Résumé de l’éditeur : Une histoire de vengeance dans laquelle Madeleine prend l’envergure d’une grande héroïne… Février 1927. Le Tout-Paris assiste aux obsèques de Marcel Péricourt. Sa fille, Madeleine, doit prendre la tête de l’empire financier dont elle est l’héritière, mais le destin en décide autrement. Son fils, Paul, d’un geste inattendu et tragique, va placer Madeleine sur le chemin de la ruine et du déclassement. Face à l’adversité des hommes, à la cupidité de son époque, à la corruption de son milieu et à l’ambition de son entourage, Madeleine devra déployer des trésors d’intelligence, d’énergie mais aussi de machiavélisme pour survivre et reconstruire sa vie. Tâche d’autant plus difficile dans une France qui observe, impuissante, les premières couleurs de l’incendie qui vont ravager l’Europe.

J’ai emprunté cette BD à la médiathèque car cela m’intéressait de voir comment avait été adapté le roman de Pierre Lemaitre que j’avais adoré en version audio.Je ne vais pas m’étendre sur le sujet de l’histoire, je vous encourage à lire mon avis sur le roman car la bande-dessinée est fidèle mais je dois dire que comme souvent pour des adaptations de romans riches le format BD me parait trop léger quand on connait déjà l’histoire. J’ai trouvé notamment que certains personnages vraiment intéressants comme l’infirmière et la cantatrice n’étaient que survolés et qu’il manquait une dimension cocasse présente dans le roman pour ne garder que l’aspect plus sérieux de la vengeance.

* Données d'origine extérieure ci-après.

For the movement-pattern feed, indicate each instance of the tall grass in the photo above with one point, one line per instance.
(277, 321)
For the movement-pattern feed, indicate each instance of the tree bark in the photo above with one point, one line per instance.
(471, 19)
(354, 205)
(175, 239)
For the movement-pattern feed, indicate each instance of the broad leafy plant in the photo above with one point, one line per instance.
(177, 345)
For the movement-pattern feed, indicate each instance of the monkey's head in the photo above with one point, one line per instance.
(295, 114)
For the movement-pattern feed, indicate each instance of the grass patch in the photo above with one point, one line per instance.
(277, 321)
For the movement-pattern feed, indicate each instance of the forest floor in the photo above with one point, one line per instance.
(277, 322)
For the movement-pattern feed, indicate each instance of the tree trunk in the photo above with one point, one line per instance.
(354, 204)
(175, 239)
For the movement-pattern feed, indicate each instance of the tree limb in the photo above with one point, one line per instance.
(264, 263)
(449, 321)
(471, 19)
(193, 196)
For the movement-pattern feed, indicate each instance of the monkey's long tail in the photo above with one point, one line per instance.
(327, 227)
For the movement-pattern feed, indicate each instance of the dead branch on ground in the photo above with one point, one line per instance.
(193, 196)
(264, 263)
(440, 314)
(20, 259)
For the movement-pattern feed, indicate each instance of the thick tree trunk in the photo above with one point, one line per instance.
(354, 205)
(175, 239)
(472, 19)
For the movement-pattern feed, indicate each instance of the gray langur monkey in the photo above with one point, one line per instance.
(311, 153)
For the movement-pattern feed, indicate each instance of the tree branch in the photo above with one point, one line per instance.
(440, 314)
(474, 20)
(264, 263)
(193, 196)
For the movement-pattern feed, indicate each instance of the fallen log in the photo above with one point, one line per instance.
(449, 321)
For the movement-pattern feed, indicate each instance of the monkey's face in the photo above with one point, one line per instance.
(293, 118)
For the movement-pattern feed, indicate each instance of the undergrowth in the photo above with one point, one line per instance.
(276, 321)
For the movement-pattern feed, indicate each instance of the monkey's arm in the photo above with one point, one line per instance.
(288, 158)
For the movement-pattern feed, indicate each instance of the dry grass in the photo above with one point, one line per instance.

Par contre, j’ai beaucoup aimé les dessins (et vous pouvez feuilleter l’album en allant sur le site de Rue de Sèvres) et je pense que des lecteurs découvrant l’histoire avec cette BD pourront aimer.

En attendant Bojangles : Ingrid Chabert et Carole Mauvel

Cette BD est une adaptation du roman d’Olivier Bourdeaut pour lequel j’avais eu un coup de coeur en le découvrant en audio. Je vous invite à découvrir mon billet sur le blog.

J’ai bien aimé cette BD quand je l’ai lue que ce soit au niveau des dessins très doux et joyeux à la fois et sur l’histoire qui raconte la vie d’une famille dont la mère fantasque et incontrôlable est en réalité atteinte de troubles psychiatriques et qui se termine tragiquement.

Sur le coup j’ai donc apprécié ma lecture mais l’avis d’une amie qui elle n’avait lu que la bande dessinée et pas le roman m’a fait réfléchir. Elle m’a dit (coucou K si tu passes par là!) qu’elle avait détesté la manière dont la maladie psychiatrique était « romantisée ». Et c’est là que je me suis rendue compte que dans cette lecture j’avais apportée ma connaissance du roman qui est beaucoup plus profond et subtil car dans le roman on voit que tout le côté exubérant et excessif de la mère est contrebalancé par les angoisses du quotidien et une vraie tristesse profonde du petit garçon et ces aspects là manquaient sans doute à la BD pour ceux qui la découvraient sans connaître le roman.

Alors je vous conseille cette BD si vous avez lu le roman car c’est une belle adaptation mais qui est malheureusement peut-être un peu légère pour une première découverte du texte. Par contre au niveau des dessins, cet album m’a immédiatement replongée dans l’univers des personnages.